Mike Scarcellaat The Blog of The Legal Times has an interesting post regarding an appeal pending before the Fourth Circuit that challenges the constitutional validity of a (dated) federal law, through which the government sought to criminalize the possession of a cell phone in prison:
The ex-inmate, Johnny Beason, was caught with a mobile phone before congressional changes, via the Cell Phone Contraband Act, went into effect in late 2010.[…]
Here’s the issue: Did Beason have “fair and sufficient notice” that his possession of a mobile phone opened him up to criminal liability? Beason’s attorneys, Brian Kornbrath and Kristen Leddy, who work for federal public defender offices in West Virginia, contend the old law is unconstitutional for its vagueness. A cell phone, the attorneys said, “has a legal purpose and productive uses, which can carry over to the prison environment.”
“The vast majority of cell phone possession cases in federal prisons have been resolved through administrative sanctions within prisons, not in federal courts,” Beason’s lawyers said in a brief in the Fourth Circuit. “Beason was not given sufficient notice that his possession of a cell phone would subject him to federal criminal penalties.”[…]
Prosecutors said that although the federal statute at the time of Beason’s offense didn’t specifically identify a mobile phone as a prohibited object, “a reasonable person would know that a cell phone could be used for a multitude of illegal and improper purposes” that jeopardize prison order.
Beason, government lawyers said, was aware he could receive an administrative rebuke for getting caught with a mobile phone.

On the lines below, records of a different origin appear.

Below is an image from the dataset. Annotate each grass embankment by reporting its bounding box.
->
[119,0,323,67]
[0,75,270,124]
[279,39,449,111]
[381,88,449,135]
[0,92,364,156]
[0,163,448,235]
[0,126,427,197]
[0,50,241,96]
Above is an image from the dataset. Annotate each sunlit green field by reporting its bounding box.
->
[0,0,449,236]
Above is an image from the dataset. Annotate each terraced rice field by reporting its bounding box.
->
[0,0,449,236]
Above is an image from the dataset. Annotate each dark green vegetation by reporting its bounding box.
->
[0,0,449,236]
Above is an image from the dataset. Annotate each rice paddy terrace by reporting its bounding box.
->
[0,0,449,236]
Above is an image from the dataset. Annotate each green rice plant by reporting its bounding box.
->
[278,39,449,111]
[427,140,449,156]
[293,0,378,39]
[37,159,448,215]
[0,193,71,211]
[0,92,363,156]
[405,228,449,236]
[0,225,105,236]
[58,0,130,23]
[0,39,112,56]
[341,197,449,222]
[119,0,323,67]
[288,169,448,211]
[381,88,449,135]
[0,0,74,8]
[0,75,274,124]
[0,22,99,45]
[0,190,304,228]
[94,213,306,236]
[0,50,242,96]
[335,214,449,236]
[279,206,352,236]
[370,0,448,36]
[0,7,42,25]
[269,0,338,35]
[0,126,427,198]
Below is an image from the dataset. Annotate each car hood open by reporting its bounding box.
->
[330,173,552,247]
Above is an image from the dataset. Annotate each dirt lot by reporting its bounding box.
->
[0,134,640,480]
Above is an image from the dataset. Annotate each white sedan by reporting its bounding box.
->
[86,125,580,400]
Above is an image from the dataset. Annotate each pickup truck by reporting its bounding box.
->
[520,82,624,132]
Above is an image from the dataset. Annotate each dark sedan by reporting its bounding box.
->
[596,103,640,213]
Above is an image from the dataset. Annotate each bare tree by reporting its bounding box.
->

“Cell phone use by inmates poses significant risks to prison security,” an assistant U.S. attorney, Brandon Flower, said in court papers filed on January 8. “Inmates can use cell phones to make unmonitored calls, can arrange the introduction of contraband, can continue criminal activity such as fraud schemes and can arrange for assaults within a prison and on the street.”
Beason, according to his lawyers, is the first inmate from the Morgantown prison to be prosecuted for possession of a mobile phone. Several other cases, Beason’s lawyers said, hinge on the outcome of this case.